Sometimes, I try to avoid eye contact. Other times, I look for the innocence that was once there. I think I see vestiges of something beyond, but it’s elusive. Of course, I see my mother, my children, that genetic overlay. There are scars. Errant eyebrows. In my eyes, the piercing steely blue of the Irish.

“Hello,” I said to the mirror this morning. I do this sometimes. It creates a little distance. But for some reason, I added, “How can I be of service today?”

And to my surprise, my face answered.

“This day won’t be back,” it said. “This day is a guest. Be kind to it. This day will be a progression of sojourning moments, hoping for your attention. Remember, you are crystalized time.”

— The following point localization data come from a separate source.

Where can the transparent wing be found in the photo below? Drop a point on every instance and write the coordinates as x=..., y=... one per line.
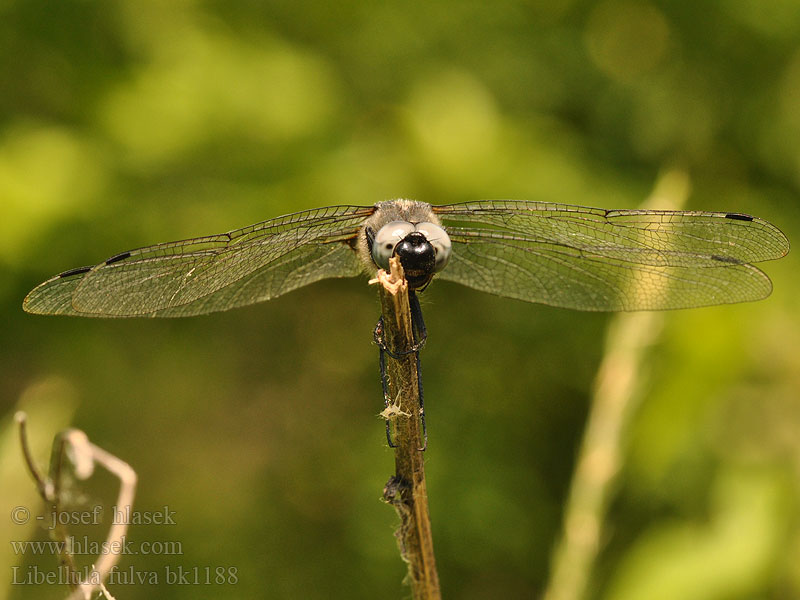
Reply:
x=213, y=273
x=595, y=259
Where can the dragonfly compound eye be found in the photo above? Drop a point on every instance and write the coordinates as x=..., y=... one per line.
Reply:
x=387, y=239
x=418, y=258
x=440, y=241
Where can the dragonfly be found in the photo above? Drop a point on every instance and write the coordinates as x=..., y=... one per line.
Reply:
x=574, y=257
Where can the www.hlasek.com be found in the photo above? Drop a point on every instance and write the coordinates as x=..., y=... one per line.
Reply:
x=171, y=575
x=83, y=546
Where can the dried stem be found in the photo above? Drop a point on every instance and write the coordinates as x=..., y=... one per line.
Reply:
x=614, y=401
x=83, y=455
x=406, y=490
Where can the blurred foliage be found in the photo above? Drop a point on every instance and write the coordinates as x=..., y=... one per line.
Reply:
x=126, y=123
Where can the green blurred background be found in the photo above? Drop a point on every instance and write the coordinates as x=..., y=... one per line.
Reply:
x=125, y=123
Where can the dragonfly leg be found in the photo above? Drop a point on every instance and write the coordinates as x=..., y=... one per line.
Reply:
x=419, y=330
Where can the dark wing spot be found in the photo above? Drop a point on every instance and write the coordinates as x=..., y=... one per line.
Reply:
x=78, y=271
x=726, y=259
x=370, y=233
x=738, y=217
x=118, y=257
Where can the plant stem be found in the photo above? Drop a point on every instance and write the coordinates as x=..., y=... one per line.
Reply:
x=406, y=489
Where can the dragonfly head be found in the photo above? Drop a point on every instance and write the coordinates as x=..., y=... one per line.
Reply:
x=418, y=258
x=423, y=249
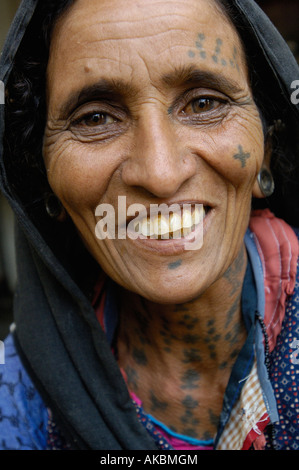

“Say what?” I said. “Crystalized what?”

“Time,” my face said. “You embody a fraction of the cosmos for a miniscule, monumental flash of linearity. And I must say, you wear it well.”

“Why, thank you,” I said back to my face. “But you know that’s not true.” I pointed to the worst of my imperfections. My face laughed. “You poor thing,” it said. “Those are your best features. Proof of your existence. Like I said, you’re crystalized time. And time is a craggy, wizened old thing. It likes nothing better than transporting imperfections into eternity where they are fodder for the greater good.”

“I didn’t sign on for this,” I said. But my face lifted into a smile, and I knew that in fact, I had signed on for this. For this day. For this chance. I inventoried my defects and damages, circling them like wagons around my fears. Then I enhanced the patchy curve of my eyebrows with a sharp clear line, removed some unwanted facial hair, and blew myself a kiss.

“Let’s roll, gentlemen,” I said to God and the pretty little moments at my feet. “We’ve got this.”